The Vanguard has reported that Edwards previously acted as a proponent of clemency hearings over the death penalty, urging the Pardon Board to reconsider the clemency petitions of 56 death row inmates in August.
The letter, written Sep. 25, said clemency is a way to remediate injustice that the court system has failed to do, calling it “a unique failsafe to address injustice and inequality.”
Citing the disproportionate level of capital punishment inflicted upon Black people in Louisiana fueled by racism, the ACLU writes, “Black people make up only one-third of the States’ population, yet account for over 67 percent of capital cases in the state.”
The death penalty in Louisiana has a history of being ubiquitously misused, the letter adds, noting, “Over the past 47 years, nearly 30 percent of people have been exonerated of the charges which put them on death row.”
Given the exploitative nature of the criminal justice system upon vulnerable groups, the letter questions the validity of the large number of death-row sentences brought upon individuals who possess an “intellectual disability or under the age of 25 at the time of the crime,” stating that “Black people disproportionately form the majority of both of these groups.”

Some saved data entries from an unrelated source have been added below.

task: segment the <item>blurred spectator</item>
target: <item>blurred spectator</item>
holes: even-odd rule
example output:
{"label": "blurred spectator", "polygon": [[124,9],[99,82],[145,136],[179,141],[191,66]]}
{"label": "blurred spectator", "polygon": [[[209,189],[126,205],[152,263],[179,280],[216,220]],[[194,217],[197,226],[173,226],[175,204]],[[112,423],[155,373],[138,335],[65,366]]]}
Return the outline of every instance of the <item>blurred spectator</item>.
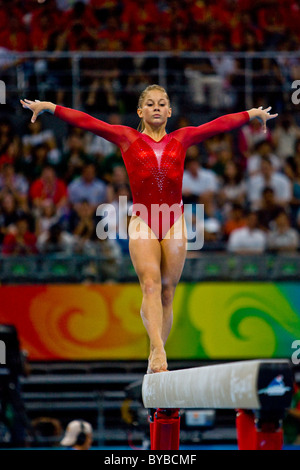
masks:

Racism is cited as a key factor in the misuse of the civil justice system in the letter that explains, “Eight of the 11 innocent persons sentenced to death and subsequently exonerated in Louisiana have been Black.”
“The historic mass clemency petition highlights the systemic failures inherent in the death penalty: it is racist, it cannot protect the innocent, and it is applied against our most vulnerable neighbors, including people with intellectual disabilities, people with significant mental illness, and people who were themselves the victims of terrible physical and sexual abuse,” said Director of ACLU Capital Punishment Project Cassandra Stubbs.
Alanah Odoms, the executive director of the ACLU of Louisiana, commented, “If we are to move into a brighter, better future together, Louisiana must put this fundamentally cruel punishment, which brings neither safety nor justice for anyone, behind us.”
The letter said, “This legacy of racial discrimination can stop with you. You have the opportunity to remedy longstanding disparity – not just for the several Black petitioners who were sentenced by all -white or nearly all-white juries – but for all petitioners prosecuted through a racially tainted system.
“For as long as American states have had the death penalty, American governors have exercised the sacrosanct power of clemency to correct injustices the courts failed to address, and to extend mercy based on factors jurors never learned or appreciated. Clemency today remains the most powerful tool available to correct past injustices and ensure no one tomorrow is executed based on a system, built in a bygone era, which we now recognize to be broken, racist, and faulty.
“We therefore urge you to use this opportunity to act on all of these petitions from those on Louisiana’s death row to address the systemic racism and other issues which are pervasive in Louisiana’s use of the death penalty.”
The letter was authored by the ACLU and signed by Amnesty International USA, Color of Change, Death Penalty Action, The American Civil Liberties Union, The American Civil Liberties Union of Louisiana, The Faith Leaders of Color Coalition, The Justice Roundtable, The Prison Policy Initiative, and Vera Institute for Justice.